Functions of self-adjoint operators under relatively bounded and relatively trace class perturbations. Relatively operator Lipschitz functions

TL;DR

This work develops a comprehensive framework for functions of self-adjoint operators under relatively bounded and relatively trace class perturbations. By introducing and characterizing the class of relatively operator Lipschitz (ROL) functions through double operator integrals and Schur multipliers, the authors extend perturbation theory beyond classical trace-class differences. A central result is that the trace formula holds for all $f$ in ${\rm ROL}$ when the perturbation is relatively trace class, with a spectral shift function $\boldsymbol{\xi}$ satisfying $\int |\boldsymbol{\xi}(t)|/(1+t^2)\,dt<\infty$; moreover, ${\rm ROL}$ is shown to be the maximal function class for which this trace formula remains valid. The paper also provides DOI-based representations, necessity results for the multiplier conditions, and a suite of commutator and differentiation formulas, all enabling a robust operator-theoretic treatment of perturbations via double operator integrals and divided differences.

Abstract

We study the behaviour of functions of self-adjoint operators under relatively bounded and relatively trace class perturbation We introduce and study the class of relatively operator Lipschitz functions. An essential role is played by double operator integrals. We also consider study the class of resolvent Lipschitz functions.

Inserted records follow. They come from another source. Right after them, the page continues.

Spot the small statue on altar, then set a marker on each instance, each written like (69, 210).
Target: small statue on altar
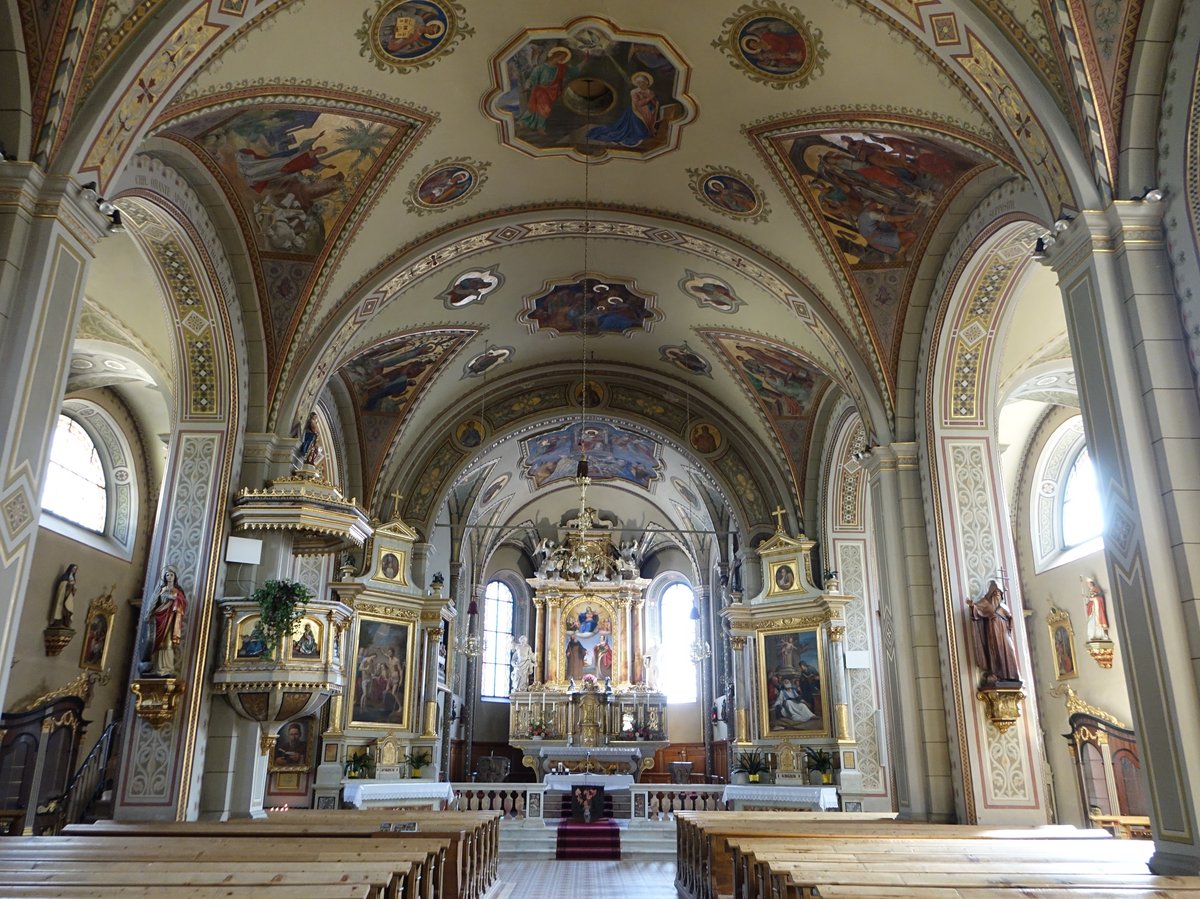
(522, 664)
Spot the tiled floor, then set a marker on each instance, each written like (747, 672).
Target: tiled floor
(585, 880)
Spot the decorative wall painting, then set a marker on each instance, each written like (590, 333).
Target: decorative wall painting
(382, 673)
(792, 690)
(97, 633)
(294, 747)
(601, 306)
(729, 192)
(613, 453)
(1062, 645)
(447, 183)
(711, 292)
(402, 35)
(589, 89)
(773, 43)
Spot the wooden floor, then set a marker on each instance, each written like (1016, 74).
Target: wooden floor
(585, 880)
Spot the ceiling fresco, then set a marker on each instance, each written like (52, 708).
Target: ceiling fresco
(297, 175)
(603, 305)
(613, 454)
(786, 385)
(387, 382)
(591, 90)
(877, 197)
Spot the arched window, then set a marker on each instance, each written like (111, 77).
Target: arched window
(1083, 519)
(1066, 516)
(90, 492)
(498, 633)
(677, 671)
(76, 485)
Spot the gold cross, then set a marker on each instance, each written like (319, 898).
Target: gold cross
(779, 517)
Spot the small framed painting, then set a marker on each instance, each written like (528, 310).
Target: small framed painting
(1062, 645)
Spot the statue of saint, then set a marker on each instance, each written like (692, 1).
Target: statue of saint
(64, 598)
(995, 651)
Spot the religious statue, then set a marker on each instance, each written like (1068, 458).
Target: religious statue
(995, 651)
(522, 664)
(64, 598)
(1097, 611)
(167, 615)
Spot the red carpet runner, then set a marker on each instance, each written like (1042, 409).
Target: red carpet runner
(599, 840)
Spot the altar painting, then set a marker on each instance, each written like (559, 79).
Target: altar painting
(382, 673)
(792, 689)
(588, 642)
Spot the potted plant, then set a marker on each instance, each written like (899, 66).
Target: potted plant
(360, 765)
(753, 763)
(418, 759)
(281, 605)
(820, 763)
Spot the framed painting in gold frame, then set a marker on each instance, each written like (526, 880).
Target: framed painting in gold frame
(381, 681)
(97, 633)
(793, 690)
(1062, 645)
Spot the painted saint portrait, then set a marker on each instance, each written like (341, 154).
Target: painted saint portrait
(589, 90)
(381, 688)
(588, 640)
(613, 453)
(706, 438)
(598, 307)
(471, 287)
(711, 292)
(792, 687)
(688, 359)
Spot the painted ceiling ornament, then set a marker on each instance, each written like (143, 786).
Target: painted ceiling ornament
(773, 43)
(589, 90)
(445, 184)
(406, 35)
(471, 287)
(684, 357)
(730, 192)
(612, 306)
(711, 292)
(478, 366)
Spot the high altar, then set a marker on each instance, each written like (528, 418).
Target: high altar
(587, 702)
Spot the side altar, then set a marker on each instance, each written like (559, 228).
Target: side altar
(582, 700)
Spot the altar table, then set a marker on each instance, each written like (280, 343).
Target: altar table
(741, 796)
(565, 783)
(411, 793)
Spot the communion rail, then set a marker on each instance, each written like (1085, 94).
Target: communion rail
(649, 802)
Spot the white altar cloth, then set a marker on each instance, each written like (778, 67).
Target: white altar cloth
(565, 783)
(367, 793)
(821, 797)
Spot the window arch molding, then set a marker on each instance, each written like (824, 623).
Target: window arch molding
(1056, 461)
(120, 489)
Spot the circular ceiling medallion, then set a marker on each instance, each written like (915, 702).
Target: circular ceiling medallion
(773, 43)
(445, 184)
(729, 192)
(409, 34)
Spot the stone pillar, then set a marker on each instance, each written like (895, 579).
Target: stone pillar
(1143, 424)
(47, 232)
(921, 756)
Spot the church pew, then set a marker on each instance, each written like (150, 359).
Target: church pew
(423, 861)
(705, 867)
(466, 871)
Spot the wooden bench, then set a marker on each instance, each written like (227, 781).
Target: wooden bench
(418, 863)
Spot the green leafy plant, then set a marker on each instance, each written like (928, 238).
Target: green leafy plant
(281, 605)
(418, 759)
(753, 762)
(360, 765)
(819, 760)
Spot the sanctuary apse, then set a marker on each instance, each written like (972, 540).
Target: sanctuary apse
(845, 306)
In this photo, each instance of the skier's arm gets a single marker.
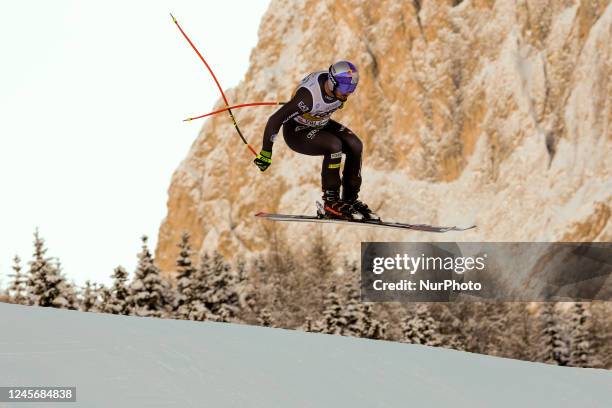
(299, 104)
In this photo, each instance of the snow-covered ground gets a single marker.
(118, 361)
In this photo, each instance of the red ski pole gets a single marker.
(218, 85)
(235, 107)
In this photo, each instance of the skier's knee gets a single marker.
(354, 147)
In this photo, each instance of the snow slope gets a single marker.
(131, 362)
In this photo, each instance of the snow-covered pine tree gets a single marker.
(421, 328)
(46, 285)
(90, 297)
(372, 328)
(310, 326)
(334, 318)
(118, 297)
(358, 317)
(188, 304)
(264, 318)
(219, 288)
(554, 348)
(67, 289)
(147, 289)
(17, 290)
(581, 352)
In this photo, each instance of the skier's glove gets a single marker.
(263, 160)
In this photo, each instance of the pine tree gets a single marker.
(553, 346)
(147, 289)
(189, 303)
(372, 328)
(333, 321)
(90, 297)
(310, 326)
(17, 290)
(46, 285)
(219, 288)
(117, 299)
(265, 319)
(582, 353)
(421, 328)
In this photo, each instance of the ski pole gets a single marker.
(235, 107)
(218, 85)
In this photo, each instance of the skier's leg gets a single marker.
(352, 147)
(317, 142)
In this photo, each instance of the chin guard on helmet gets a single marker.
(343, 77)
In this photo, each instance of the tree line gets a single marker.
(308, 291)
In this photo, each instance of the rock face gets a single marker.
(488, 112)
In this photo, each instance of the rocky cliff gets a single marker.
(488, 112)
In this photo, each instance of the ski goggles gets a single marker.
(346, 87)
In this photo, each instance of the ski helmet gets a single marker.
(343, 76)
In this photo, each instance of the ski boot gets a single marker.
(360, 207)
(335, 208)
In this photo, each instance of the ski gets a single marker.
(397, 225)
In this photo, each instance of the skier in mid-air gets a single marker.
(309, 129)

Then we obtain a trace formula in the case of relatively trace class perturbations and show that the maximal class of function for which the trace formula holds in the case of relatively trace class perturbations coincides with the class of relatively operator Lipschitz functions. Our methods also gives us a new approach to the inequality $\int|\boldsymbolξ(t)|(1+|t|)^{-1}\,{\rm d}t<\infty$ for the spectral shift function $\boldsymbolξ$ in the case of relatively trace class perturbations.